By Patrick Worsnip
UNITED NATIONS: Nine Nobel peace laureates called on the U.N. Security Council and the international community on Tuesday to impose arms and banking sanctions on Myanmar for failing to move toward democracy.
Myanmar's military rulers had "made no overtures and no progress on national reconciliation" despite their people's desire for change, said a statement by the laureates, led by South Africa's Anglican Archbishop Desmond Tutu.
"They continue their refusal to engage the Burmese (Myanmar) people and ethnic groups in substantive, meaningful dialogue," said the statement, distributed by the U.S. Campaign for Burma which opposes the Myanmar government.
The statement, also signed by exiled Tibetan spiritual leader the Dalai Lama, appealed to members of the Security Council and the international community to rapidly adopt measures to prevent the sale of arms to the Myanmar military.
It also called for a ban on banking transactions targeting top Myanmar leaders as well as state and private entities that supported the government's weapons trade.
Many Western countries including the United States, members of the European Union and Australia already maintain economic and military sanctions on Myanmar.
The Security Council issued a statement in October calling on the junta to release political prisoners and hold a dialogue with the opposition following a crackdown the previous month on monk-led pro-democracy protests.
But prospects of the council imposing sanctions, which would have worldwide effect, are dim because of strong opposition by Myanmar's neighbor and trade partner China, which has a veto in the council.
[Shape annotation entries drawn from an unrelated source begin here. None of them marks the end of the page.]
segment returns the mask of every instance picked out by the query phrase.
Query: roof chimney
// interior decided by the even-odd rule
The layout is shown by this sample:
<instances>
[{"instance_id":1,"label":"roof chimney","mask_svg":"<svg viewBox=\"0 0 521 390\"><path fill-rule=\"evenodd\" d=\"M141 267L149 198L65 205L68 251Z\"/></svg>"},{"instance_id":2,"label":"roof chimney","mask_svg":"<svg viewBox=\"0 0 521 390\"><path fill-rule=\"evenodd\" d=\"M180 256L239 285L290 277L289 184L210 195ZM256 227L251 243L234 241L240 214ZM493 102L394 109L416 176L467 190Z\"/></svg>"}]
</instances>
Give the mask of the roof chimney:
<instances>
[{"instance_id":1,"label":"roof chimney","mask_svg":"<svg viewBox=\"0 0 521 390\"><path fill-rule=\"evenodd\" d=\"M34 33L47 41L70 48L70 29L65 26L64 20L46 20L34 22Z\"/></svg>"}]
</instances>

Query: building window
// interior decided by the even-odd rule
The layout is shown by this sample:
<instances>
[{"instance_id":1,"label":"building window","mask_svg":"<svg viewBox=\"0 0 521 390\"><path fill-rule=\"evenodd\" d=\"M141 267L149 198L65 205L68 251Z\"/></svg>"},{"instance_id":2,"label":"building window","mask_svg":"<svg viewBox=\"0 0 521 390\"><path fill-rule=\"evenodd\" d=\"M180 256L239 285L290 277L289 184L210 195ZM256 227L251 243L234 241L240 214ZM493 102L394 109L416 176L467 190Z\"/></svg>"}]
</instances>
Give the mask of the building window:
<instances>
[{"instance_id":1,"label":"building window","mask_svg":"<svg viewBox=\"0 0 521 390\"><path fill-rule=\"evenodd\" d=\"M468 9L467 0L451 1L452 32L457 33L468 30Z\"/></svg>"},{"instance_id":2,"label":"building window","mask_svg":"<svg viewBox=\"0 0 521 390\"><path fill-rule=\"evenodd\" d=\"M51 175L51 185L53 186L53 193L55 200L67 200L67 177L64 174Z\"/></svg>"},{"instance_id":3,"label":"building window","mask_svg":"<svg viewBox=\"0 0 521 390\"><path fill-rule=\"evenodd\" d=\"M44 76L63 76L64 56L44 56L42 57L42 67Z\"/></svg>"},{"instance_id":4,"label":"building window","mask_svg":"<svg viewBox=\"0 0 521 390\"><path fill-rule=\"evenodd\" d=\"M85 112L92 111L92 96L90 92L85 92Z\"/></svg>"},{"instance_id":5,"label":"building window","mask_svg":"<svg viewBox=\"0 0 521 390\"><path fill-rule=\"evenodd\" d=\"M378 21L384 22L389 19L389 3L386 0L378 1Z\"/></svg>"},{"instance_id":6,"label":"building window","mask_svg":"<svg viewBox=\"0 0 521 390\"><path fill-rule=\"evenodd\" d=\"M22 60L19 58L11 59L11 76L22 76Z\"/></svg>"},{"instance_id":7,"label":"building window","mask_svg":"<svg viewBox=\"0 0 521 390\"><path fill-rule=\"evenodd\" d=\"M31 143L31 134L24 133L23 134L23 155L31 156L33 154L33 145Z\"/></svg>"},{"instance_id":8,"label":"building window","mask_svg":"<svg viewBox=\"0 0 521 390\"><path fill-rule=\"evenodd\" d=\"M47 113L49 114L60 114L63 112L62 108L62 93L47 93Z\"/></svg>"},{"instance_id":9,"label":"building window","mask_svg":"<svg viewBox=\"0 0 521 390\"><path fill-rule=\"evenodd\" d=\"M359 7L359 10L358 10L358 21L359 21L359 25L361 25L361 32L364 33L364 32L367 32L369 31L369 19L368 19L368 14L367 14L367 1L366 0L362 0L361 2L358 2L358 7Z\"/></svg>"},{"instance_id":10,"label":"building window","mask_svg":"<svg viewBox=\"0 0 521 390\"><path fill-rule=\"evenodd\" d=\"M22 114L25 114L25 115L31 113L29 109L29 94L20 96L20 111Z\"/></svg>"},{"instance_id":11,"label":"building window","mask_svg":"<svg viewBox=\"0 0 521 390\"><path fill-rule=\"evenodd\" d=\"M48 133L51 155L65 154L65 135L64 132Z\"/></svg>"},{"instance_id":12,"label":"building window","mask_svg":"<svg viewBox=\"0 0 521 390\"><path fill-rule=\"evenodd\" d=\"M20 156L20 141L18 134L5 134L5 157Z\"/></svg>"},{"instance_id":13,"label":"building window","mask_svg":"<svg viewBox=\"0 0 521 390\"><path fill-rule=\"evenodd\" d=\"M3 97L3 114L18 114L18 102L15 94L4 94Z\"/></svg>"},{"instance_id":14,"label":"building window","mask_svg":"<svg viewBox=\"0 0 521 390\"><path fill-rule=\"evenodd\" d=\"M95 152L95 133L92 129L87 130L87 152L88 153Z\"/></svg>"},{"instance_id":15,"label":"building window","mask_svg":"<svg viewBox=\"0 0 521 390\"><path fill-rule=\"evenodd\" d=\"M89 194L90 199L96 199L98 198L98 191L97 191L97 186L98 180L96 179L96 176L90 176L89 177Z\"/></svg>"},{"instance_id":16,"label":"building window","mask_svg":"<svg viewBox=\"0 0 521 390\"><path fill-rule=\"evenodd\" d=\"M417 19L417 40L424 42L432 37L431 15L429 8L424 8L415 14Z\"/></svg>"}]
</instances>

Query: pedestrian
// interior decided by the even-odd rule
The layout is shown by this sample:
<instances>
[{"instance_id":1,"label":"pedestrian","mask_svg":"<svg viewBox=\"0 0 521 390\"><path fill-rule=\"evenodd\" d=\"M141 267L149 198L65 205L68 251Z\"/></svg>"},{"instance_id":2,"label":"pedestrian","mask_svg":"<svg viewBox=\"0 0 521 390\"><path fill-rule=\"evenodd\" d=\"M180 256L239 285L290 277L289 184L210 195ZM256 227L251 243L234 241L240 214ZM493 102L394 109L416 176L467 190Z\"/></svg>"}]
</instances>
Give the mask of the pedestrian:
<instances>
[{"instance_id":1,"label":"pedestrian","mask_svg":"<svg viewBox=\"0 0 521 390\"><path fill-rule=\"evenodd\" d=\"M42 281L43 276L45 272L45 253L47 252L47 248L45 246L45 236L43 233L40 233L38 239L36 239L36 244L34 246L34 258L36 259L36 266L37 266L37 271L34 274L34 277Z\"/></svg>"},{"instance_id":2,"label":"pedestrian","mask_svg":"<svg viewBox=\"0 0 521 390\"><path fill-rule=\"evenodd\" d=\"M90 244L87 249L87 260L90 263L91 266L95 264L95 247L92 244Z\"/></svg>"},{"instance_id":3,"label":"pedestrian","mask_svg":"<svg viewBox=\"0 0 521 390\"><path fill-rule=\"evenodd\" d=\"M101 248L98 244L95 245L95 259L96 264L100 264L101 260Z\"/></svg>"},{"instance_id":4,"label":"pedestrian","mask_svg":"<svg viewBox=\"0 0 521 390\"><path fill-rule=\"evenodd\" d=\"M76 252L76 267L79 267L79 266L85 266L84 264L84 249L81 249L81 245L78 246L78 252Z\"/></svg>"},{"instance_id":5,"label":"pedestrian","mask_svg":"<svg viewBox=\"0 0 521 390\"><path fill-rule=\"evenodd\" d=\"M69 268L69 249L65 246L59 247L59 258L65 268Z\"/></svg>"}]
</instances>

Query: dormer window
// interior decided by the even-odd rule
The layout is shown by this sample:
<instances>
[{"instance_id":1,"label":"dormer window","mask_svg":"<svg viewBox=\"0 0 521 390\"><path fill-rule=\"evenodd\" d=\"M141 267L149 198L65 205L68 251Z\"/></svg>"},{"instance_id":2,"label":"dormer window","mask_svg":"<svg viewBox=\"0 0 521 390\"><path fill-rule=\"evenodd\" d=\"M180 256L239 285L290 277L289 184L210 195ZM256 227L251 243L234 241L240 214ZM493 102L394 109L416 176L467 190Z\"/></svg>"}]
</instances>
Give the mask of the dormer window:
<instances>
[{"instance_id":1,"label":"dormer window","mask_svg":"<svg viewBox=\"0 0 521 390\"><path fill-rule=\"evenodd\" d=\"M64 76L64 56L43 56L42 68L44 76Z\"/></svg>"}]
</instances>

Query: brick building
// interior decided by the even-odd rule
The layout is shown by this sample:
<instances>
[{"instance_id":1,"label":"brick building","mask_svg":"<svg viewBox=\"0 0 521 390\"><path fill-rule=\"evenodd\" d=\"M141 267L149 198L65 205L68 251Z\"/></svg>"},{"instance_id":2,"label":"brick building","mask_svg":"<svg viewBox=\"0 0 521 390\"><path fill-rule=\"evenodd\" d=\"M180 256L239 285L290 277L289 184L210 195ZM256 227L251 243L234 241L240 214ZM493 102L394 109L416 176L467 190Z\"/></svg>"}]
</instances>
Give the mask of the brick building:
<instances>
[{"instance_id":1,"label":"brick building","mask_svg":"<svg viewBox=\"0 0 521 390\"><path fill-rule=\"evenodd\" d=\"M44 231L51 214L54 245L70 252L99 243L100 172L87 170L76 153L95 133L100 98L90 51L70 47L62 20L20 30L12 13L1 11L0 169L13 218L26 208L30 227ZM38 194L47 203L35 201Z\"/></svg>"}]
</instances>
Beijing restated its position on Tuesday during a visit by U.N. Myanmar envoy Ibrahim Gambari. "At this time, pressure and sanctions cannot solve any problems," a Foreign Ministry spokesman cited Vice Foreign Minister Wang Yi as telling him.
Myanmar activists say China is the country's top arms supplier and others include Ukraine, Poland, India and Russia.
Earlier this month, Myanmar's ruling generals announced a referendum on a new, as yet unfinished, constitution in May, to be followed by a general election in 2010.
But opposition leaders and some Western countries voiced skepticism that the opposition would be allowed to compete in the vote and the Nobel laureates described the junta's "road map" to democracy and constitutional process as flawed.
Apart from Tutu and the Dalai Lama, the signatories were Shirin Ebadi of Iran, Adolfo Perez Esquivel of Argentina, Mairead Maguire and Betty Williams of Northern Ireland, Rigoberta Menchu of Guatemala and Elie Wiesel and Jody Williams of the United States.
Myanmar's detained opposition leader Aung San Suu Kyi herself won the Nobel peace prize in 1991.